Johannesburg, 14 Sept 2010

Telecoms regulation has not affected retail rates in SA and telephony remains one of the biggest expenses in business.

This is according to Rob Lith, director at Connection Telecom.

In a study titled 'SA voice services market forecasts', research and advisory firm BMI-TechKnowledge forecasts that during the period 2009 to 2014, fixed and mobile revenues for SA will grow at CAGRs of 3% and 7% respectively.

Lith points out that the majority of the costs are related to the charges of terminating voice minutes, adding that the actual cost for a local or national voice minute is around 5c or less.

To a UK mobile number on O2, for example, it costs 54c per minute, says Lith. “This is paying for an infrastructure engineered on Telkom's network, which already includes a margin.”

He adds that while there have been attempts to reduce rates in SA, these have not brought about any significant changes regarding the exorbitant telephony rates.

“While we have seen rates going down, the question is how much further? At least another 50% is possible soon, judging by the Independent Communications Authority of SA's announcement regarding mobile interconnect rates. But what about Telkom?

“And how much of the mobile players' retail rates that you or I pay will reduce by 50%? If it does reduce by 50%, then gross margins would be 82% and 60% respectively - is this more reasonable?” asks Lith.

Voices in the cloud

According to Lith, moving voice services to a non-rated environment such as Internet protocol (IP) and switching them via the cloud can deliver immediate and significant cost savings as the optimal least cost route is pushed down to the IP network.

“It's not enough to just do this with landline calls.
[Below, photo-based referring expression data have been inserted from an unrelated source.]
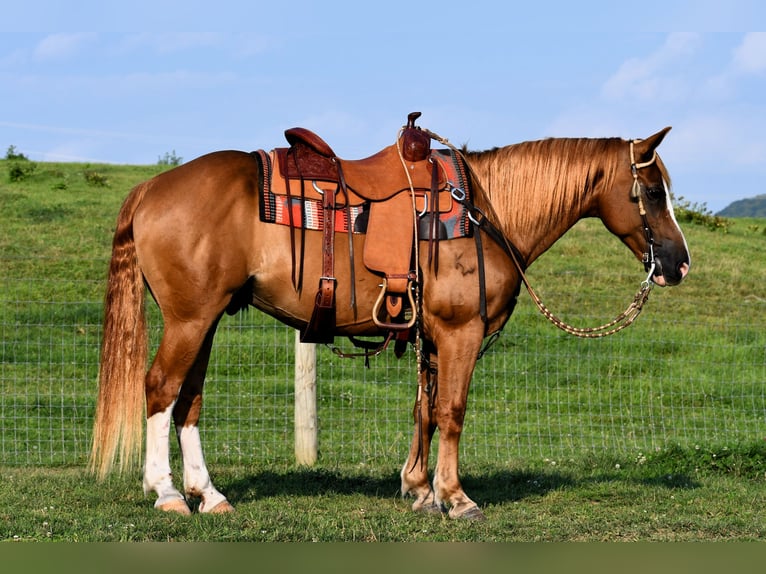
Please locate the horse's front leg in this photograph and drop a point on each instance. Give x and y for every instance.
(414, 473)
(456, 360)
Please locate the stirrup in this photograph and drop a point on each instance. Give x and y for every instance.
(393, 326)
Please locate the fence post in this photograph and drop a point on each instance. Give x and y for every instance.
(306, 431)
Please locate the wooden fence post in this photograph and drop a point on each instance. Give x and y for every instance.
(306, 432)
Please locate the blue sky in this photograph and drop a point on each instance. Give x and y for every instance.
(482, 73)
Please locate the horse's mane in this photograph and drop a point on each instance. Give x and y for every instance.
(536, 183)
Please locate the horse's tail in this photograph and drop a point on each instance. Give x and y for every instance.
(118, 425)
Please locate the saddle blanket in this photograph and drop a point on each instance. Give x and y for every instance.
(307, 212)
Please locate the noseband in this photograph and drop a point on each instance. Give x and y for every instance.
(635, 193)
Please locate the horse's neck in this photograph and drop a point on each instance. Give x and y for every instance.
(539, 190)
(531, 219)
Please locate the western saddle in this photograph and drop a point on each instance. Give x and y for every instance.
(379, 181)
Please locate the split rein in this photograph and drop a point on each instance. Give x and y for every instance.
(621, 321)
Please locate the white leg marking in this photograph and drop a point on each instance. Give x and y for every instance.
(196, 477)
(157, 475)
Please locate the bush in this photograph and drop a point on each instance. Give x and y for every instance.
(12, 154)
(699, 214)
(96, 179)
(170, 159)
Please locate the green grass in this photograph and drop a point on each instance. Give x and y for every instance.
(676, 401)
(674, 495)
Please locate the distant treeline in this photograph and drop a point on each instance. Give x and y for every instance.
(750, 207)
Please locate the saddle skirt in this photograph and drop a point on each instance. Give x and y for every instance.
(396, 197)
(307, 213)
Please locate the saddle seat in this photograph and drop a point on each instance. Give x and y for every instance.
(311, 166)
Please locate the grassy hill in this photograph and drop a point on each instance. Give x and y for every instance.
(750, 207)
(557, 429)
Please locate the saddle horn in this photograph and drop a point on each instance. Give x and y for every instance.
(416, 144)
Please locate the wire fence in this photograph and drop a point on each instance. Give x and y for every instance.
(674, 378)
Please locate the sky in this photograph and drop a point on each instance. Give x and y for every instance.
(129, 83)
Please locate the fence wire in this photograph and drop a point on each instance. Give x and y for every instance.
(676, 377)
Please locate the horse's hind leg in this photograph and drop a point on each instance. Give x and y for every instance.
(414, 473)
(177, 356)
(186, 414)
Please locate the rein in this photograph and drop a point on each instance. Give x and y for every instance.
(621, 321)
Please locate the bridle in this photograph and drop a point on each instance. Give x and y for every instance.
(635, 193)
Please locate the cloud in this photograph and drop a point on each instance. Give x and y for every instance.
(61, 46)
(750, 56)
(653, 77)
(172, 42)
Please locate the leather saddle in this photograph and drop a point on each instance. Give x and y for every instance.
(310, 169)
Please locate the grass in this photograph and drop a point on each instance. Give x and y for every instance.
(655, 434)
(675, 495)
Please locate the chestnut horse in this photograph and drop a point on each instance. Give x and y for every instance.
(193, 237)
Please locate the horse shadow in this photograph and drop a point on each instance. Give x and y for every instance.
(491, 487)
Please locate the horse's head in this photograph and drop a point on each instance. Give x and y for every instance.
(639, 211)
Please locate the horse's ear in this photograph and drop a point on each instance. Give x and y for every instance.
(645, 148)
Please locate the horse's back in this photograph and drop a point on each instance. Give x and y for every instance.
(194, 226)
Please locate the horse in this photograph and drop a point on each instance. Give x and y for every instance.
(192, 238)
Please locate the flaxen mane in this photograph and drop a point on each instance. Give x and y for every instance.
(548, 176)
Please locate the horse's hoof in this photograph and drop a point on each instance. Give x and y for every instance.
(222, 507)
(429, 508)
(176, 505)
(472, 513)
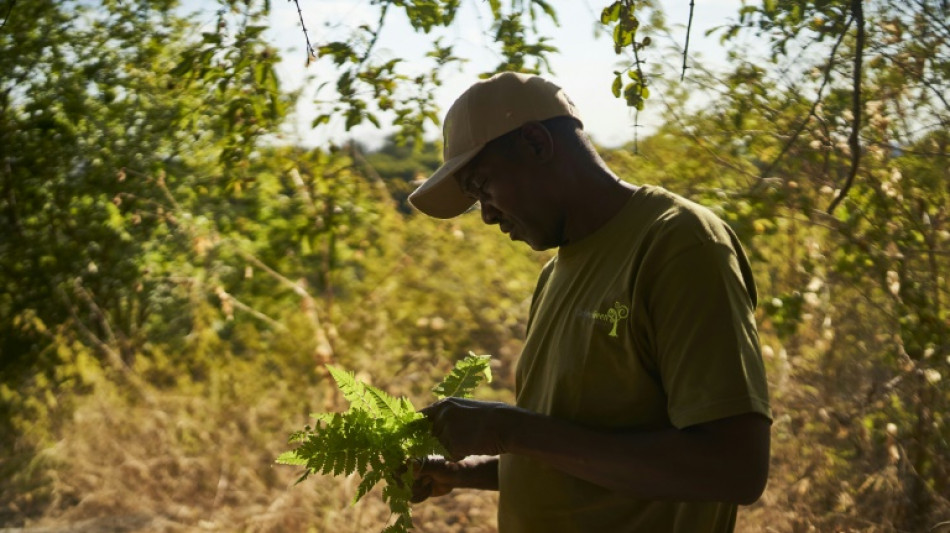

Around 60% of companies' telecoms spending is on the high-cost global system for mobile communications (GSM) side, with only 10% of spending on the low-cost on-net calls side,” he argues.

To curtail costs, Lith notes, calls from the expensive GSM network must move to a managed IP layer to bring voice-over-IP to cellullar telephony and mobile voice-over-IP to fixed telephony, giving operators the opportunity to grow on a unified voice and multimedia service experience.

He adds that cloud computing will be a major disruptor to traditional charging models. “It challenges the by-the-minute and by-the-distance approach with a flat rate and death-of-distance.”

Massive economics of scale come into play when telephony services are delivered from the cloud, according to Lith.

“The bulk purchasing power of bandwidth brings down the cost of calls and can ultimately zero-rate them, enabling voice service providers to base revenue just on subscription and value-added services,” says Lith, who urges operators to rapidly adapt their business models.